No, wait, that's stupid, and he berates himself for even thinking about it. Never take advice from Kacchan, that's what he learned in here, because it's always bad. He flops back down, face-first, and distantly hears a "Worth a shot" from Kacchan in a weird echo of his earlier words.
Izuku just tries his best to go back to sleep.
The screen is showing static now.
Izuku knows that it's real, because it keeps showing static every time he looks away and then glances back at it. He even took a nap, just to be sure, and the static didn't go away like all his other hallucinations.
He watches it. He stares, and stares, and stares, barely aware of the fact that he's pretty sure he isn't even blinking anymore.
He hopes someone talks to him. He doesn't care who. Anyone would be better than no one. He doesn't care that whoever's coming on the TV is probably the same person who put him here, because they're willing to talk to him now. He's missed other people, he's missed it so much. He would talk to fucking All for One, even, because at least All for One is a real person.
"Son," says the TV, "I apologize for going so long without speaking to you. I needed to take care of an urgent matter, and I didn't want anybody to continue corrupting your mind with those Heroic ideals."
Izuku stares at the TV. He waits a beat, waits a little longer, and then says, "Prove that you're real. You're probably not, so whatever you say is bound to be funny."
He could be imagining having a weird and possessive and definitely-a-villain dad. Or talking to a villain who wants to convince him that they're totally his dad, definitely, let's just disconnect you from reality before you examine that claim any further, son.
Izuku might not be all there in the head anymore, but he wasn't born yesterday.

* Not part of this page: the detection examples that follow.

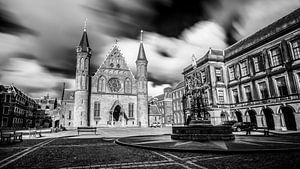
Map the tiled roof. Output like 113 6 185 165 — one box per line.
63 89 75 101
154 94 165 101
225 8 300 57
210 49 223 56
149 105 161 115
173 81 184 90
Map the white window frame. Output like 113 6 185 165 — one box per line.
255 79 271 99
231 87 242 103
1 117 8 127
272 73 292 97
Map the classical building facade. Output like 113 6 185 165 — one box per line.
0 85 41 129
150 87 173 126
62 25 148 127
183 9 300 131
148 98 162 127
171 81 185 125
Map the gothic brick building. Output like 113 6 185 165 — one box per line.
62 23 148 128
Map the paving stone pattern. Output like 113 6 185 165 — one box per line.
0 137 300 169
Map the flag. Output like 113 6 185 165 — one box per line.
192 55 197 69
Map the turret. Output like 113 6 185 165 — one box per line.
136 30 148 127
73 18 91 127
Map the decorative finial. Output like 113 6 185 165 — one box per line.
83 18 87 32
140 30 144 43
192 54 197 69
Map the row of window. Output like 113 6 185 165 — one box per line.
173 100 182 111
97 76 132 93
91 101 134 119
232 74 294 103
228 39 300 81
77 58 89 70
172 90 184 99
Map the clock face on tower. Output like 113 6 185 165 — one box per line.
108 78 121 92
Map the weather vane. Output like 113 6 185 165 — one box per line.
140 30 144 42
83 18 87 32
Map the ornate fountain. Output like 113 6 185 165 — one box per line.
171 56 235 141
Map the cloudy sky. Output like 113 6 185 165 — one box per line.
0 0 300 97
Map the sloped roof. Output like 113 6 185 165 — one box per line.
173 81 184 90
79 31 90 52
149 105 161 115
137 42 147 60
210 48 223 56
154 94 165 101
225 8 300 57
63 89 75 101
100 45 129 70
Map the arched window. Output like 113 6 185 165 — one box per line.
80 58 84 70
98 76 105 92
79 76 83 89
81 76 86 89
84 58 89 70
94 102 100 118
124 78 131 93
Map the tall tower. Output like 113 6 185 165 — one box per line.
73 20 91 127
136 30 148 127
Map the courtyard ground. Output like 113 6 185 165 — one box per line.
0 128 300 169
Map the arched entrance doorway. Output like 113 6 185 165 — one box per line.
54 120 59 127
235 111 243 122
280 106 297 130
113 105 121 121
221 111 229 122
263 108 275 130
248 110 257 124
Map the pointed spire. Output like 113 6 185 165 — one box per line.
79 18 90 52
140 30 144 43
83 18 87 32
115 39 119 46
137 30 147 61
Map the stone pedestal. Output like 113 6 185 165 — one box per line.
171 120 235 141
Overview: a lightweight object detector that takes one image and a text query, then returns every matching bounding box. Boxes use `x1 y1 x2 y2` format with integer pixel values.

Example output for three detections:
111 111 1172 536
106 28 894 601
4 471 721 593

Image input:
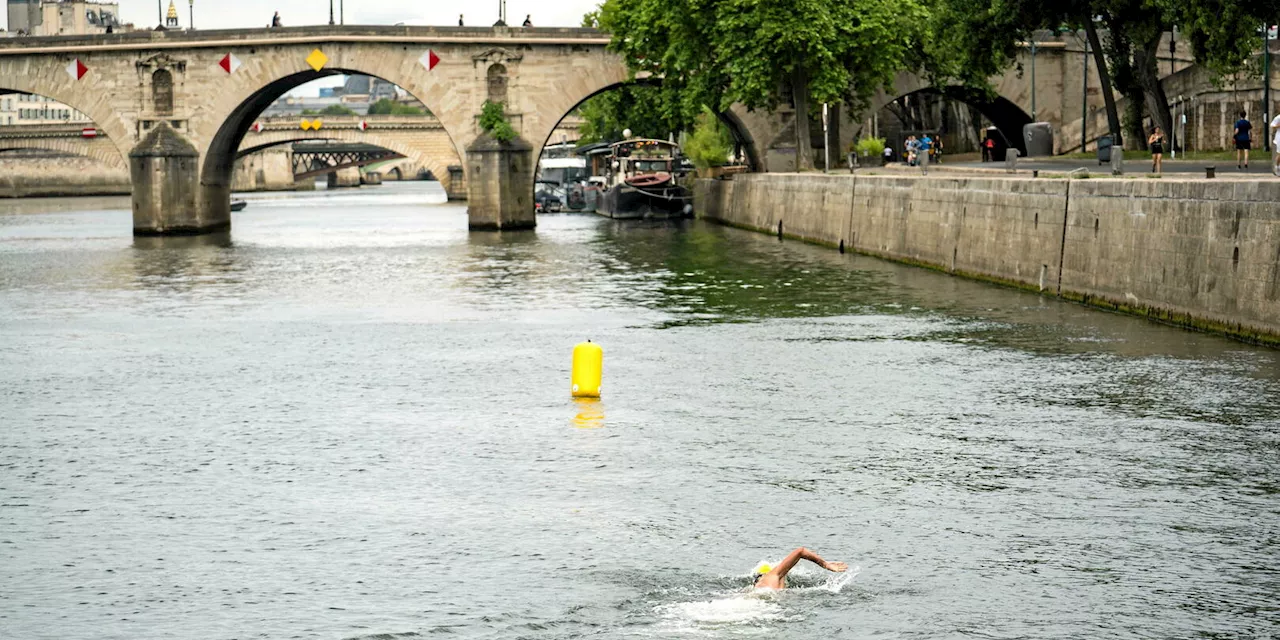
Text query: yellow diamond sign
307 49 329 70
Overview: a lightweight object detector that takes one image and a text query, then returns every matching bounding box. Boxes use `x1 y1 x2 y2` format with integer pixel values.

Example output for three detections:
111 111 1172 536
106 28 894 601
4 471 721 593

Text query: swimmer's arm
769 547 849 577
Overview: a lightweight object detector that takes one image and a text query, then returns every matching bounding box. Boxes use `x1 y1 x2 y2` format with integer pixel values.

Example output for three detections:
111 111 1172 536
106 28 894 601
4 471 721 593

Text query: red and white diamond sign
67 58 88 81
218 54 241 73
417 49 440 70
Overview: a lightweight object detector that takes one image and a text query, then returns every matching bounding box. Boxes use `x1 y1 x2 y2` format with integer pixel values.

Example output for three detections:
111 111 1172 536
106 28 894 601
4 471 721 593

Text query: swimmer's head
751 562 773 582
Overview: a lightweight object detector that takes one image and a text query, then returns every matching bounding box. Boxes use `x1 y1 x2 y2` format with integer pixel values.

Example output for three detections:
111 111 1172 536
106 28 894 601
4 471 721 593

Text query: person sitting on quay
1271 114 1280 175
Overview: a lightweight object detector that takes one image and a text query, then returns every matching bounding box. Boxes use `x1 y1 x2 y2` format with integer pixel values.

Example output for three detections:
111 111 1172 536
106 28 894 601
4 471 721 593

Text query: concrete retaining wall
695 174 1280 346
0 156 131 198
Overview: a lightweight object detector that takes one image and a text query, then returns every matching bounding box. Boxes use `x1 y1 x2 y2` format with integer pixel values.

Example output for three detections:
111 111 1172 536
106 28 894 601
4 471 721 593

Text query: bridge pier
129 123 232 236
467 133 535 230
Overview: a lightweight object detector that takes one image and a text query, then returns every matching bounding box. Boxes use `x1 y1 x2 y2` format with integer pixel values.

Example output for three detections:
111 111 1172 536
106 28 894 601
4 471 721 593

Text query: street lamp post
1080 38 1089 154
1032 37 1036 122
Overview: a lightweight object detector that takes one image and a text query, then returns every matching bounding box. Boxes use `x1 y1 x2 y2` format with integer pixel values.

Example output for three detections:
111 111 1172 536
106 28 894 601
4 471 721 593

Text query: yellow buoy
570 340 604 398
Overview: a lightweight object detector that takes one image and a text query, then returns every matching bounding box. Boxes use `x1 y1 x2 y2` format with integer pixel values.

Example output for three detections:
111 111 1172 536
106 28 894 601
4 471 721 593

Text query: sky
3 0 603 96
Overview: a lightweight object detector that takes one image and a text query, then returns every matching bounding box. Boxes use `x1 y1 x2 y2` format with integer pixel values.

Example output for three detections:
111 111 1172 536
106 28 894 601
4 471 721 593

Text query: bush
480 100 516 142
685 108 733 169
854 138 884 157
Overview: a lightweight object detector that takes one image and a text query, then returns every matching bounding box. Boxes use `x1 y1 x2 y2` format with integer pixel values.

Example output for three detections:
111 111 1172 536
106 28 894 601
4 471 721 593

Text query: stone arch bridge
0 27 1080 234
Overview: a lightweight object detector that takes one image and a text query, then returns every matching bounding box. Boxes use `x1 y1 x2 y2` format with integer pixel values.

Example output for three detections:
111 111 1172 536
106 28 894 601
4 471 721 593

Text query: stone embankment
695 174 1280 346
0 156 132 198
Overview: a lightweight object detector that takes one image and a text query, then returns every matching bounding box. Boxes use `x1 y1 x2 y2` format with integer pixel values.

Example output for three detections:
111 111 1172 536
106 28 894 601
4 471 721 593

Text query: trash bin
1098 134 1115 166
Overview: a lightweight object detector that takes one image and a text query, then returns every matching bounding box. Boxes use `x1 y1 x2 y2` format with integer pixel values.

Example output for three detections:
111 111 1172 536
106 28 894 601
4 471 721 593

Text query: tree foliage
599 0 925 166
685 109 733 169
480 100 516 142
579 84 686 145
922 0 1280 148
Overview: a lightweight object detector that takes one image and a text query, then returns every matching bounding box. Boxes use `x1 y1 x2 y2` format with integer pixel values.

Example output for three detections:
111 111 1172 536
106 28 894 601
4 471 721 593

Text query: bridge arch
534 77 764 172
865 73 1032 156
200 53 471 218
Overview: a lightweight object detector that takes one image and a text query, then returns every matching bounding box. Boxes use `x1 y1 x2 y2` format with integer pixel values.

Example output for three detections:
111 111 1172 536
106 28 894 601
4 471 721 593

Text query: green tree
480 100 516 142
685 109 733 169
577 84 686 145
599 0 925 168
922 0 1280 145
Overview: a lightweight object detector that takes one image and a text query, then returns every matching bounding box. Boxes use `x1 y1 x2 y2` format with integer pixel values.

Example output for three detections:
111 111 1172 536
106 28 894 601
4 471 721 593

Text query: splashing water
654 567 861 634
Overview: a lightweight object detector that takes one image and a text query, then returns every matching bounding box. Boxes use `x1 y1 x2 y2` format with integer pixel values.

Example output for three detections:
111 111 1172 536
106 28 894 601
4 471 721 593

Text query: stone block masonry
695 174 1280 347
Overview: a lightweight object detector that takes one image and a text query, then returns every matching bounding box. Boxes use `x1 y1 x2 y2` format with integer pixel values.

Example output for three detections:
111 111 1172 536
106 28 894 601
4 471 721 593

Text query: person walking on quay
1147 127 1165 175
1271 114 1280 175
919 133 933 175
1231 111 1253 169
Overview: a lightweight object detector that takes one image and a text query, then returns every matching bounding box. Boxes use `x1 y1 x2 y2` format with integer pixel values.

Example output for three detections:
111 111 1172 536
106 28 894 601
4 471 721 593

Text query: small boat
596 138 692 219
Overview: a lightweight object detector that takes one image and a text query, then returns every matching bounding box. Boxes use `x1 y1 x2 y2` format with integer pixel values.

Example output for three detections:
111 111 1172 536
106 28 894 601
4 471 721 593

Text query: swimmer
755 547 849 589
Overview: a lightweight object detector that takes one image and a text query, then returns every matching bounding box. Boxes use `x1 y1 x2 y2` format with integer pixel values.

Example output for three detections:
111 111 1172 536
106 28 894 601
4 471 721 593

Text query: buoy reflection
573 398 604 429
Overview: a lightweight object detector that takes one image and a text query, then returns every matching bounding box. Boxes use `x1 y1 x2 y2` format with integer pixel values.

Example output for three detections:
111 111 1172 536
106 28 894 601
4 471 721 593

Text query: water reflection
572 398 604 429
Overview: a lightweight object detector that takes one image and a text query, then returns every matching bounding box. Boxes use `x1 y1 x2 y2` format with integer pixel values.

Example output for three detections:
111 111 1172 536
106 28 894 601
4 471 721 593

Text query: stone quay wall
0 156 132 198
695 174 1280 347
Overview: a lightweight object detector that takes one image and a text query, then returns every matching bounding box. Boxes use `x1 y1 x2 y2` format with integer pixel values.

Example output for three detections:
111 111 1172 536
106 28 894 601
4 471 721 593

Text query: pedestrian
1147 127 1165 175
1271 114 1280 175
1233 111 1253 170
918 133 933 175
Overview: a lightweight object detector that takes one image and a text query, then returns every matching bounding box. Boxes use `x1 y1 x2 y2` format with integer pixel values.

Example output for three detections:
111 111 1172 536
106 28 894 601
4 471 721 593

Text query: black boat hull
595 184 691 220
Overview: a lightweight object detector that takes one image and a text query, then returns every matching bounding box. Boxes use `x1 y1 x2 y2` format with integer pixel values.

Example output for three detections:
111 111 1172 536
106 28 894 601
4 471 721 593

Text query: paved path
947 159 1271 177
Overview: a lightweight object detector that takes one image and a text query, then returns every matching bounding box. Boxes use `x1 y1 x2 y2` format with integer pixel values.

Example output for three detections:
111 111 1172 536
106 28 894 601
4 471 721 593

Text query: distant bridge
293 142 404 180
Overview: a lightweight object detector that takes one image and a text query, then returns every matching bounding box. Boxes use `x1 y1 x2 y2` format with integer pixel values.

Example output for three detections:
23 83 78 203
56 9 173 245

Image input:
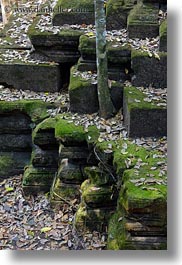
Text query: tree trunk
94 0 115 119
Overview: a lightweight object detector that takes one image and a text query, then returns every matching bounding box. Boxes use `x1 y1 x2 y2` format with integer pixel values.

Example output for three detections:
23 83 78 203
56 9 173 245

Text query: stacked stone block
0 100 50 177
131 50 167 88
127 1 159 39
123 87 167 137
108 167 167 250
75 166 117 232
107 140 167 250
23 118 58 194
51 119 97 205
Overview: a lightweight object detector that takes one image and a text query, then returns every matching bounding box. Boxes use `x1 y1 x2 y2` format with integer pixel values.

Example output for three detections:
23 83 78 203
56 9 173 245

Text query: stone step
50 177 80 208
32 118 59 150
57 161 84 184
131 50 167 88
0 111 32 135
75 202 115 233
68 65 123 113
127 3 159 39
0 150 30 179
28 14 82 64
123 87 167 137
79 34 131 65
53 0 95 26
31 146 58 168
159 19 167 52
81 179 118 209
22 166 57 195
0 50 61 92
53 0 136 30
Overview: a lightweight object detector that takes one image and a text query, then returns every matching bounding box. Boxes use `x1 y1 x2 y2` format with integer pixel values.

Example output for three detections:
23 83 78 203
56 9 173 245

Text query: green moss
28 16 83 37
0 100 54 123
0 155 16 178
75 202 111 233
124 87 166 111
51 178 80 199
106 0 134 17
68 67 91 91
119 166 167 212
84 167 113 186
82 183 116 208
107 212 127 250
79 35 96 54
54 0 94 13
159 19 167 37
32 118 57 141
127 3 159 26
55 119 86 143
23 166 55 186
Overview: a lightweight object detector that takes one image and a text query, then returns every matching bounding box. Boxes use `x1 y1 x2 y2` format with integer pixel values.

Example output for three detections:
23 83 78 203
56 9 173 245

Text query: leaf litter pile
0 176 106 250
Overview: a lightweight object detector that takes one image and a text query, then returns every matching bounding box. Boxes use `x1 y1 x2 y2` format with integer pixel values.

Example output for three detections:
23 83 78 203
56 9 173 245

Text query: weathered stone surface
0 59 60 92
107 212 167 250
159 19 167 52
79 35 131 64
106 0 136 30
0 111 31 134
75 202 114 233
124 88 167 137
33 118 58 150
107 162 167 250
110 82 123 110
59 146 89 165
81 180 117 208
127 3 159 39
50 178 80 207
58 163 84 184
141 0 167 4
53 0 95 26
0 134 32 151
23 166 56 187
0 152 30 178
31 146 58 168
69 68 99 113
0 100 55 123
33 48 80 63
84 166 114 186
131 50 167 88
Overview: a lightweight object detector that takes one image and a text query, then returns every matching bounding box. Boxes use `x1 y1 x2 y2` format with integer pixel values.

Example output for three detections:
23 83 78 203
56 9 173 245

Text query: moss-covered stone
123 87 167 137
32 118 58 149
31 147 58 168
131 50 167 88
75 202 113 233
124 87 166 111
22 166 55 187
106 0 136 30
159 19 167 52
120 166 167 212
0 57 61 92
81 180 116 208
68 67 99 113
84 166 114 186
53 0 95 26
58 163 84 184
0 100 55 123
107 209 167 250
127 3 159 39
50 178 80 207
79 34 131 65
0 155 17 179
55 119 86 146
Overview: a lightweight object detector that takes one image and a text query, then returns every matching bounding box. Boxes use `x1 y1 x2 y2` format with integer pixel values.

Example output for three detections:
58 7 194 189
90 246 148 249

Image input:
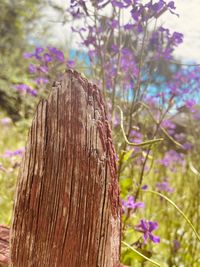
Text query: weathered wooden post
11 71 120 267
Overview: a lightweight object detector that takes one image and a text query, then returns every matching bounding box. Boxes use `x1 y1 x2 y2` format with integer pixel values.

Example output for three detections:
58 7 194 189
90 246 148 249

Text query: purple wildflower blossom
43 53 52 63
28 63 37 73
67 60 75 69
135 219 160 244
156 180 174 193
15 83 37 96
0 117 12 125
122 196 144 213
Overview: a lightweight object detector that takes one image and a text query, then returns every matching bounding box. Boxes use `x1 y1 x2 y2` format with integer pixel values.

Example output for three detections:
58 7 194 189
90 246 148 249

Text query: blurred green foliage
0 0 43 121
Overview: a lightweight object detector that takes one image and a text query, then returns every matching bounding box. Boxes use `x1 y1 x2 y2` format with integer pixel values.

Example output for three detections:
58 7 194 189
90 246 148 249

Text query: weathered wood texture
11 71 120 267
0 225 10 266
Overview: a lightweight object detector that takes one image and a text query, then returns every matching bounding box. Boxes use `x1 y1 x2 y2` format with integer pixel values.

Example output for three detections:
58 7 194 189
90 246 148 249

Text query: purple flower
135 219 160 244
38 66 48 74
173 239 181 253
67 60 75 69
0 117 12 125
122 196 144 213
15 83 37 96
156 180 174 193
44 53 52 63
141 184 148 190
28 63 37 73
23 52 34 58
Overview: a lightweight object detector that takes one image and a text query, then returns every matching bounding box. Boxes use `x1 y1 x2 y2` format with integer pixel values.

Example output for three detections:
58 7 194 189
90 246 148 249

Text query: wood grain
11 71 121 267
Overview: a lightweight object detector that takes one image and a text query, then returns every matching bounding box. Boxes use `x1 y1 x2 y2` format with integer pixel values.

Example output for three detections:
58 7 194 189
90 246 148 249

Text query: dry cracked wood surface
8 71 121 267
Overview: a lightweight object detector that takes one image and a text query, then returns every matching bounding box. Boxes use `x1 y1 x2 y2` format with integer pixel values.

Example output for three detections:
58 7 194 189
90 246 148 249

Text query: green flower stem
122 241 161 267
143 190 200 241
117 106 164 147
139 102 183 148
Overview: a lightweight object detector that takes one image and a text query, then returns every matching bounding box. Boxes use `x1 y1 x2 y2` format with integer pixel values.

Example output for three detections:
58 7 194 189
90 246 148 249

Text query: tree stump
11 70 121 267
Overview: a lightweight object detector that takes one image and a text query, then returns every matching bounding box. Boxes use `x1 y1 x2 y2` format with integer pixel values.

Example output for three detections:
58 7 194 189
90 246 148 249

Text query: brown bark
0 225 10 266
11 71 120 267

The TV waits a moment, and then says, in a strangely mournful tone, "It seems that I've miscalculated again. You're much more fragile than I anticipated, but don't worry. I can fix it. I can fix you, I will put you back together."
"That doesn't sound like proof!" Izuku chirps back in a sing-song tone. Oh well. Talking to himself is still just as fun as it always was. It's fine. At least the static is real, at least he has that going for him.
"Give me a moment. I'm going to bring you to the lab, and the Doctor will make sure that you've never seen the Vault before."
Izuku scoffs. "You're gonna make me forget all this? Fix me and then break me again? You're just gonna stick me back in here, but not as long, right? I might not know what's real, but I'm not stupid. Plus, I'm pretty sure my brain's physically rewired. They do that, I learned it in class."
The TV hesitates, and then says, "The Doctor will fix that too."
Izuku rolls his eyes, but doesn't argue. He just gets up and stretches his legs, turning his back on the TV. He's grown bored of this conversation. He hopes his brain will bring Kacchan back, he wants to yell with him about how stupid his brain is being.
He glances back to the TV, to see that it's still just static. It's silent, though, so at least it'll be easy to go to sleep and tell his brain to shuffle the cast of the Vault Time Variety Show.
Izuku paces back and forth, back and forth, like a tiger kept in a too-small cage, wild and angry, with everything in him poised and ready to snap.
He's only been here for three days, by his estimate, and he's got cabin fever combined with his frustration over not being able to remember anything about how he got here. There was the train ride, getting off at the platform, and then dialing Mom's number, but nothing after that.